Futures on the S&P 500 index fell by 1%, and on the Nasdaq 100 by 1.3%.
Читайте нас у Telegram: головні новини коротко
The rating is not a decisive, but important factor
The reason for the downgrade was the growing US budget deficit, which, according to the agency, shows no signs of reduction. Moody’s joins Fitch Ratings and S&P Global Ratings, which have also previously downgraded the world’s largest economy below the highest level.
While Moody’s recognizes the significant economic and financial strength of the United States, the agency believes that these factors no longer fully compensate for the deteriorating fiscal performance. Treasury Secretary Scott Bessent downplayed concerns about the US public debt and the inflationary impact of tariffs, saying that the Trump administration is committed to reducing federal spending and growing the economy.

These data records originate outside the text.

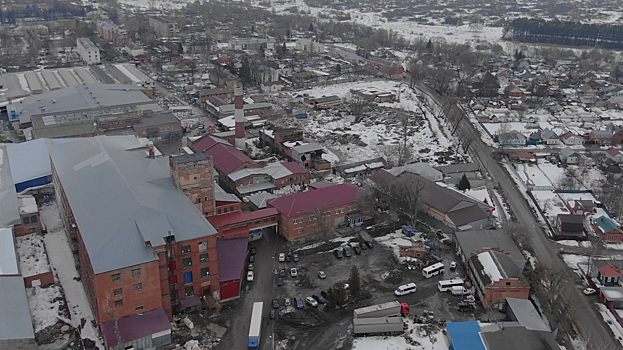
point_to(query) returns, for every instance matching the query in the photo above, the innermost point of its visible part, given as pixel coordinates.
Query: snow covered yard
(418, 336)
(64, 267)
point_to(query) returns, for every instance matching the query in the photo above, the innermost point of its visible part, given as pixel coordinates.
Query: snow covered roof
(8, 256)
(133, 195)
(29, 160)
(15, 319)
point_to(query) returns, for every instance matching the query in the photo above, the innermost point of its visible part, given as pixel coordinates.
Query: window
(204, 258)
(205, 272)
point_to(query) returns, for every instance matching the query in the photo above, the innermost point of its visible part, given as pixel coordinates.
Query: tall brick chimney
(239, 116)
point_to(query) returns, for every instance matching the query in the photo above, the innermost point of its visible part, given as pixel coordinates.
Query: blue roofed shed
(465, 336)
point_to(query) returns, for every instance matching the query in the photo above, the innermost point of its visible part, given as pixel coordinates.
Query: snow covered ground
(421, 339)
(46, 306)
(61, 258)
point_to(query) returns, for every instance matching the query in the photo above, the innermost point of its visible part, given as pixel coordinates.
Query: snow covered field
(417, 337)
(63, 264)
(331, 129)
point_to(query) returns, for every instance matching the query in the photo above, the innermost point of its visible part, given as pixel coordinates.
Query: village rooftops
(136, 201)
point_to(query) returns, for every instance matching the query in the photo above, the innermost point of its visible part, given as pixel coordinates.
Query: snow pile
(64, 266)
(46, 306)
(33, 259)
(420, 338)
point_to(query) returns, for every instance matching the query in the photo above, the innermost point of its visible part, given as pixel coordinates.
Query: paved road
(588, 320)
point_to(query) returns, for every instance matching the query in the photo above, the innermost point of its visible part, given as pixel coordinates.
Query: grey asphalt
(588, 320)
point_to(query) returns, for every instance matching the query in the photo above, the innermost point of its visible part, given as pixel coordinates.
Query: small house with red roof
(319, 209)
(609, 275)
(614, 155)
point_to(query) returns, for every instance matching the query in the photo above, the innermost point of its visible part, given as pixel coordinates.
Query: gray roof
(472, 242)
(15, 319)
(519, 338)
(133, 195)
(9, 205)
(524, 312)
(79, 98)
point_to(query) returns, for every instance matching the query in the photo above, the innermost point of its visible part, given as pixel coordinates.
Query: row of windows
(135, 272)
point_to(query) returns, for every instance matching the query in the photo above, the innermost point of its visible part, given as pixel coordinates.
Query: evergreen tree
(464, 184)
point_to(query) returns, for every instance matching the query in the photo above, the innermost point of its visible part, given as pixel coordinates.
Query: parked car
(347, 252)
(319, 298)
(298, 302)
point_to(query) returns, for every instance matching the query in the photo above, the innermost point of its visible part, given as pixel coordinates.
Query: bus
(256, 326)
(447, 285)
(432, 270)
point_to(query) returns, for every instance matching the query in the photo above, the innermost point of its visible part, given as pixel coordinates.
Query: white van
(406, 289)
(459, 290)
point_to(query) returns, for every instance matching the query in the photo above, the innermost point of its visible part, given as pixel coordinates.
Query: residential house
(496, 277)
(614, 155)
(569, 156)
(513, 138)
(549, 137)
(320, 209)
(607, 229)
(569, 226)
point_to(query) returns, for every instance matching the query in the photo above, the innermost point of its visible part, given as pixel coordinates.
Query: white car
(311, 301)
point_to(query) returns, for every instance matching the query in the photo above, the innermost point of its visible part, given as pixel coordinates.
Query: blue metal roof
(465, 336)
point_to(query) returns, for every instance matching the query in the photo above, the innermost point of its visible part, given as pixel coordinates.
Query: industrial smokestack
(239, 116)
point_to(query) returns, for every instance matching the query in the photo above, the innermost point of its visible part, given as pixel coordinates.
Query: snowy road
(62, 261)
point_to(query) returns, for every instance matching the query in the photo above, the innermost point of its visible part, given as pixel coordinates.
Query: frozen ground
(63, 265)
(421, 338)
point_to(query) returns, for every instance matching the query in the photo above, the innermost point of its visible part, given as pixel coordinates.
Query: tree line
(565, 33)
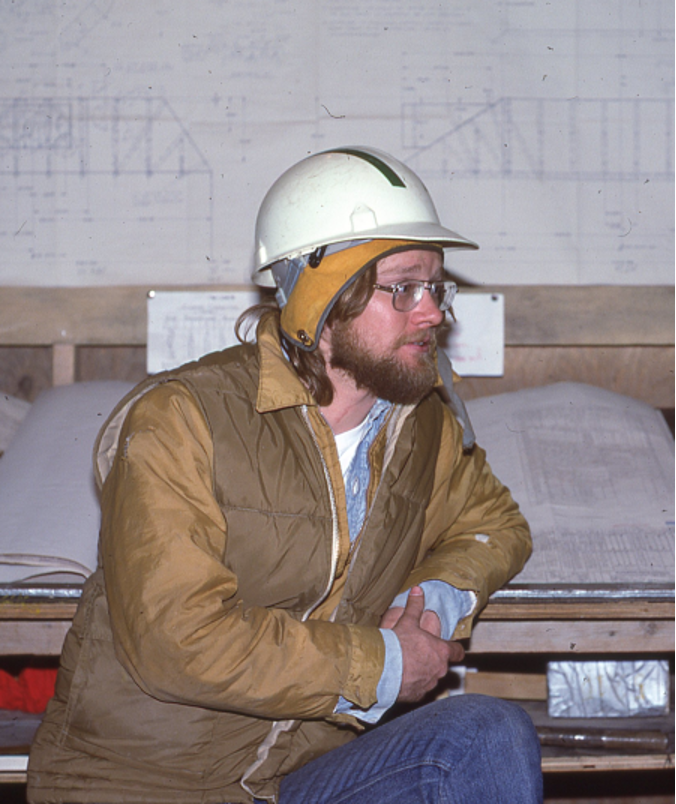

The yield on 10-year US Treasury bonds rose by three basis points to about 4.50%, and 30-year bonds by four basis points to 4.99%. Wells Fargo analysts predict a further increase in yields by 5-10 basis points in response to the downgrade.
The analysts point out that this decision will exacerbate “growing concerns about the loss of US exceptionalism” and make non-U.S. assets more attractive to global investors who are already reorienting from U.S. stocks to other markets, including European ones.
The US has lost confidence
The downgrade comes amid President Trump’s trade war, which is disrupting long-established partnerships and forcing the renegotiation of trade agreements. Discussions are also underway on new tax cuts that lack sufficient financial backing.
The President of the European Central Bank, Christine Lagarde, noted that the recent fall of the dollar against the euro, although it seems illogical, reflects “uncertainty and loss of confidence in US policy” among certain segments of financial markets.
Experts suggest that the downgrade may indicate that investors will demand higher yields on Treasuries. Although US assets have been rallying after previous downgrades by Fitch and S&P, the market may react differently this time around as the safe-haven status of US Treasuries and the dollar becomes less certain.
Asian markets also saw a drop in indices, despite the fact that China’s industrial production grew faster than expected in April, indicating the resilience of the world’s second largest economy.
Meanwhile, China reduced its holdings of US Treasuries in March, and the UK replaced it as the second largest foreign holder of these securities.